Christian McIntire, supported by Dr. Alexandre Scarcioffolo
Introduction
Within this research, I will be comparing and predicting housing price trends between Tennessee and Ohio, representing Southeastern and Midwestern U.S. housing markets, respectively. Both Tennessee and Ohio characterize their respective regions in the United States, and after living in both states for extended periods of time, it is fascinating to contrast the housing markets in these states to explore affordability and growth potential for young professionals navigating rising real estate costs, or looking for potential investments. Housing affordability is a critical concern for younger demographics, especially graduates entering the workforce. Because of rising housing prices in recent years, there has been a steady increase of adults choosing to live with their parents after graduating from college (Avery, 2022). Comparing these two states offers insights into regional differences in the United States and potential opportunities for future homeowners or investors. The goal of this research is to uncover how population growth and housing prices in Tennessee and Ohio compare over time, and understand what factors drive these trends. Can predictive models forecast future housing price trends in each state to guide young professionals in making informed decisions about affordability and opportunities?
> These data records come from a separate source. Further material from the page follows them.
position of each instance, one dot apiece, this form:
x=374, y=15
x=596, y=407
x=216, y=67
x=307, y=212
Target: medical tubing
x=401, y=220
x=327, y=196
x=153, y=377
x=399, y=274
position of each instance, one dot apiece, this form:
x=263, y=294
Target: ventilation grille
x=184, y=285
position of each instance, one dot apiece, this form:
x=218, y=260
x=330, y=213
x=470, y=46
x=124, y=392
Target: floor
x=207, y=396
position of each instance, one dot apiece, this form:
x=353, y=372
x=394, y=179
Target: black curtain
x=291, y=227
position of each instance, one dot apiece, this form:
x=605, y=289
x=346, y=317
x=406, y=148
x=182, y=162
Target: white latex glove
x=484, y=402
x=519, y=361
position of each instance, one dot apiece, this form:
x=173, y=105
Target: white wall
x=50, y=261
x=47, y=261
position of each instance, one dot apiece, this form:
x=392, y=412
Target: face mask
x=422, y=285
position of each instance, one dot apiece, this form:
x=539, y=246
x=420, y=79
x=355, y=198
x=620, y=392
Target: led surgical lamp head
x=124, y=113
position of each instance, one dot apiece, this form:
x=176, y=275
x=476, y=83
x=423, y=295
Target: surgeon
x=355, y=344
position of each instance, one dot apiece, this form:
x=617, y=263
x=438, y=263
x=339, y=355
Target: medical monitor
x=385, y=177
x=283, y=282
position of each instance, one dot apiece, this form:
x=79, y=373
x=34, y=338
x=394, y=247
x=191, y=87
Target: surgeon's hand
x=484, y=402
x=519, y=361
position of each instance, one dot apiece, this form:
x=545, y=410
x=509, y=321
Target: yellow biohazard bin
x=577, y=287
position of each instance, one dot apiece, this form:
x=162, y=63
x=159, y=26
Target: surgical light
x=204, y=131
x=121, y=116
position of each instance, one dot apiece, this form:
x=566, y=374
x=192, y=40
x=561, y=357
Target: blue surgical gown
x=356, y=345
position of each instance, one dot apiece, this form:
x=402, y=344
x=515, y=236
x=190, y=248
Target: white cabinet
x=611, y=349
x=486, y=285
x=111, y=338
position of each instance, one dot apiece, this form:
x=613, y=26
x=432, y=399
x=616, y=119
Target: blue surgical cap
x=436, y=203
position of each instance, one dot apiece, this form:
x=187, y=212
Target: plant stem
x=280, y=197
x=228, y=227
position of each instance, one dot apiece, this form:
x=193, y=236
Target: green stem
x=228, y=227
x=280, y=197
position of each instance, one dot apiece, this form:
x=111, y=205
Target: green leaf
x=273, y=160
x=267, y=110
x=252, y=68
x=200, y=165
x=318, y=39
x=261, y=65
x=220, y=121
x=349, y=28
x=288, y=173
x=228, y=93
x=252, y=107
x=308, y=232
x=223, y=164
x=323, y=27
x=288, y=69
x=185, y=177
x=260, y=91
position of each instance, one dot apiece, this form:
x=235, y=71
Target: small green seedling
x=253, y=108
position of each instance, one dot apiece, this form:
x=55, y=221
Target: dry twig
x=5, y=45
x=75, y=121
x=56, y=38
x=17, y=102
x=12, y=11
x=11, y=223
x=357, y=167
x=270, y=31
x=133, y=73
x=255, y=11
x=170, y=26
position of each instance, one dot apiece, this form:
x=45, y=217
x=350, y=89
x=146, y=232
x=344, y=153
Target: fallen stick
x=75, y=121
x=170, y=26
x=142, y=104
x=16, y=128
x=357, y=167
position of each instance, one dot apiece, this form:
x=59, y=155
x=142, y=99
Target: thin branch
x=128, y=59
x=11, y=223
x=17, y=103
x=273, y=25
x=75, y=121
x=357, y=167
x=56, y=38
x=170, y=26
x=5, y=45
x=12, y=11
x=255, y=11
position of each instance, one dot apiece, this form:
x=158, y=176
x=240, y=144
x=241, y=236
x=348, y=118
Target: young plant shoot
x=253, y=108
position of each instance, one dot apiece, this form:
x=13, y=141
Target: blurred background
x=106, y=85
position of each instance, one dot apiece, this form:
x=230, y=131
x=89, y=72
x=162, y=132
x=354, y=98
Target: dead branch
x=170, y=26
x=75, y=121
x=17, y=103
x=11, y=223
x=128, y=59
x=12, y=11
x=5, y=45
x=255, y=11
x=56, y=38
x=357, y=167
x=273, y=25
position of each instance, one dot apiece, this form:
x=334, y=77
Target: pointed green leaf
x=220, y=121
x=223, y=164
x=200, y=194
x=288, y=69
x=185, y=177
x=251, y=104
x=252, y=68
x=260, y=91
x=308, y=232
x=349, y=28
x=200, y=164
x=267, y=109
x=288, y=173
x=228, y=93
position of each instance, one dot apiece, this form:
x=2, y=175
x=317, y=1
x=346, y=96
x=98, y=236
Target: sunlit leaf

This report will use historical housing price data along with population density statistics to identify trends and differences between Tennessee and Ohio. It will also apply predictive modeling techniques, such as time series analysis and machine learning, to forecast housing prices. The expected outcomes for this project are: A comparative analysis of housing price dynamics in Tennessee and Ohio, insights into the drivers of housing prices and their implications for young professionals and eager investors, and predictive modeling to guide decision-making on housing affordability, investment profitability, and long-term opportunities.
Ethical Considerations
When conducting research that pertains to county-specific housing price data, as well as state population data, it is imperative to understand the ethical considerations at hand. To begin, data privacy and sensitivity is a major ethical consideration within this research. While population data is often anonymized, the aggregation of demographic statistics can lead to potential risks like exposing sensitive trends about vulnerable communities or encouraging discriminatory practices. The purpose of this research is to understand and predict housing trends across Tennessee and Ohio as a whole, and focus on different factors that have led to housing pricing increases in both states. This approach avoids misinterpretation or misuse of the data, and does not focus on trends of any specific communities, but studies the larger picture of state and county-wide data. Population growth can often highlight disparities in access to housing, infrastructure, and resources, and results from this research can positively impact urban planning or development policies. However, careful framing and proper background is needed to prevent marginalizing underrepresented populations. Population data may also exclude transient or undocumented populations, which can lead to partially incomplete conclusions about growth or housing demands. According to authors Antony K Cooper and Serena Coetzee, another potential downside of using public data is the possibility of how “any data set is invariably a biased representation of the population” (Cooper & Coetzee, 2020). To combat this, I will be focusing on broader trends within my research and comparing larger picture results from my prediction models between Ohio and Tennessee.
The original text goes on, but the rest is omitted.